Maybe a church is the best and worst place to write songs: if you’re saying a prayer they’re rarely heard, but if you’re making a confession then there’s just a chance you’ll pay down something that helps you find peace.
Angel Olsen recorded Whole New Mess in a converted church in the small town of Anacortes, Washington, with only engineer Michael Harris for company. Conceived as the heartbroken cousin to the theatrical, string laden All Mirrors which followed, in the process Olsen was both making demo material and mapping the wreckage of a relationship.
The St. Louis born singer had been releasing music for a decade, but All Mirrors had seemed to be a sort of full stop. This outing though comes laden with the suggestion that her output to-date has not so much been a natural progression as merely the next gas station on an unplanned emotional road trip.

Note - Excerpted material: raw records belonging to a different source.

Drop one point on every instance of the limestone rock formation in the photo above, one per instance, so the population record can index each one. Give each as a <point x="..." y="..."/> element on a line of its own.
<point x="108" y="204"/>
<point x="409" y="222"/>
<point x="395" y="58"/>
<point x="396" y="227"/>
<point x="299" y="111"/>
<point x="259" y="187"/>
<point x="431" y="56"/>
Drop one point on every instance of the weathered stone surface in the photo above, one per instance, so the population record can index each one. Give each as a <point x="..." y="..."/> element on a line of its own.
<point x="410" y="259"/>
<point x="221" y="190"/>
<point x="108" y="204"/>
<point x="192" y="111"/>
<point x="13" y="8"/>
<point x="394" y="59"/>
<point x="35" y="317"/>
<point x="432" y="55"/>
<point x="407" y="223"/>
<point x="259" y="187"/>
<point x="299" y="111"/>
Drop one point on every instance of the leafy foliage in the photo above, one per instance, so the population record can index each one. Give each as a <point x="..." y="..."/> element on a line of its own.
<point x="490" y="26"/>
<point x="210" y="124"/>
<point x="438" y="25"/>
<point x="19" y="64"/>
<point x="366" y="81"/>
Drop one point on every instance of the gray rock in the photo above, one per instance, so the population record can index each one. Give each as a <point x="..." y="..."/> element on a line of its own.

Here things are still, the building’s natural space and design for sonic multiplicity placed on a chain. The titular opener sets a tone which never lifts itself up; a gentle, almost slumbering riff married to her elastic, understated voice, the words, as Olsen has explained, about, ‘drug addiction, being addicted to alcohol, being on tour, not taking care of yourself’, not a cry for help but a poignant, exposed brittleness.

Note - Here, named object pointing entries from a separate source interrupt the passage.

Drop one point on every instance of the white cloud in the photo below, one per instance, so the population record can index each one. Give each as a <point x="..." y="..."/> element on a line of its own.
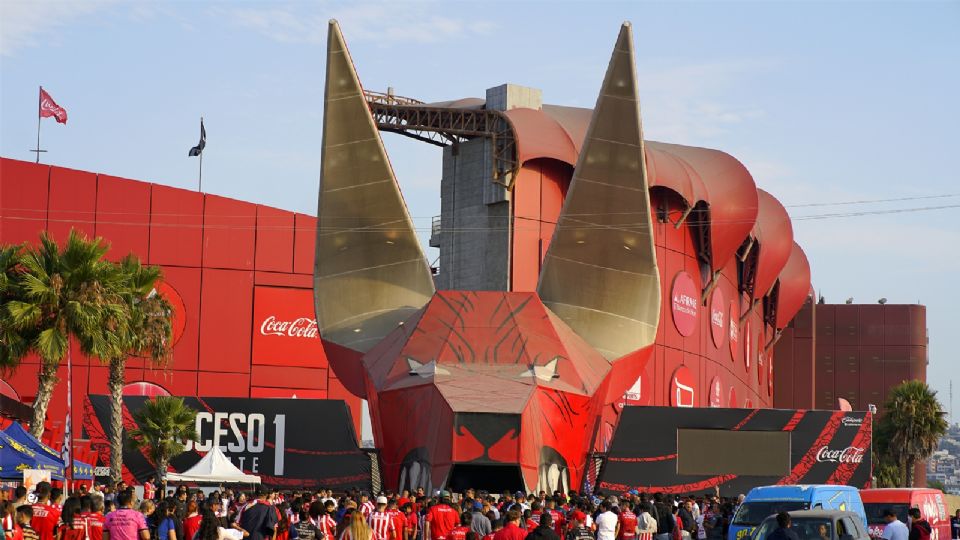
<point x="25" y="24"/>
<point x="382" y="22"/>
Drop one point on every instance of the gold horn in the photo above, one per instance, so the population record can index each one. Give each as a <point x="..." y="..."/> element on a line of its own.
<point x="370" y="273"/>
<point x="600" y="273"/>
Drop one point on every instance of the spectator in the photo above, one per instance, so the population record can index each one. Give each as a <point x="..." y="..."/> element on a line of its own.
<point x="125" y="523"/>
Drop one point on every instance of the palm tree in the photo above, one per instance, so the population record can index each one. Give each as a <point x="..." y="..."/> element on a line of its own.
<point x="63" y="296"/>
<point x="148" y="334"/>
<point x="164" y="424"/>
<point x="915" y="422"/>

Stripping back All Mirrors’ ephemera in a new era where bedroom albums have become a thing by necessity might give the impression of a plan, but the rawness of this material, and the singer’s deep, melancholic charisma, say no to modishness. On the epic six-and-a-half minutes of Lark Song, the embers and space are so heartfelt they resemble the fractured consciousness of Jeff Buckley, while Chance (Forever Love), reworked from the lush ballad Chance, becomes a bare-fisted Nashvillian nursery rhyme, the ghost of Patsy Cline taking the lost understanding and holding it close.
Almost throughout there’s a wall of reverb up around like an impermeable barrier. We are listening intently here, but the tangle of feelings beyond are still private. This separation briefly dissolves for the more animated closer What It Is (What It Is), but hearing these songs from behind glass, where you can almost touch them but not quite, is still revelatory.

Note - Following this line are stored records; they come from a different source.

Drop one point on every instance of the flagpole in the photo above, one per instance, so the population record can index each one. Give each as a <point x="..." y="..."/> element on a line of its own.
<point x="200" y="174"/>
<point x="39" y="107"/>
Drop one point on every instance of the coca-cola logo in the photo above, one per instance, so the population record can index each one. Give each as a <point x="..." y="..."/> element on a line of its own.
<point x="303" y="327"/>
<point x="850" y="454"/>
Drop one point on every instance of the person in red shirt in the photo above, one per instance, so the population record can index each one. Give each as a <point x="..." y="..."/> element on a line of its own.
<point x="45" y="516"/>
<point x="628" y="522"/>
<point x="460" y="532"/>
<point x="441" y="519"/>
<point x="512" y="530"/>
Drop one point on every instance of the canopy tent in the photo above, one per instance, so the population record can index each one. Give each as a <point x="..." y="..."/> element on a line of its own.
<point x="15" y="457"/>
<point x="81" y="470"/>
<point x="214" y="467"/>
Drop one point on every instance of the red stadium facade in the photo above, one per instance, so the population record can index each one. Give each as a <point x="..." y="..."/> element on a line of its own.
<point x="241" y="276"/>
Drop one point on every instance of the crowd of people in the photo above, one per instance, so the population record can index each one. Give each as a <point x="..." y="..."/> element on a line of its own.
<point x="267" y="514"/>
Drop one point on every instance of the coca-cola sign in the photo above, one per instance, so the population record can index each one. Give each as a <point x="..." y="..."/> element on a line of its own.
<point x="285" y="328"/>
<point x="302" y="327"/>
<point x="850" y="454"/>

On (We Are All Mirrors), the drag of ragged synths scorches itself into bleakness, while (New Love) Cassette is a wonderfully twisted, grunge infused moment of rare optimistic devotion (‘I’m gonna help you see when you’re hard to find/Gonna give you strength, give you all my mind’).
Angel Olsen doesn’t give the impression of someone who needs to be washed clean of sin or throw up a verse to whoever in the vain hope of finding inner peace. Whole New Mess is no product of its environment, more that of an artist for whom closure is an unnecessary outcome.
The loose ends it contains are often fragmentary genius as a result, he-loves-me-nots with a scorched power that few are capable of.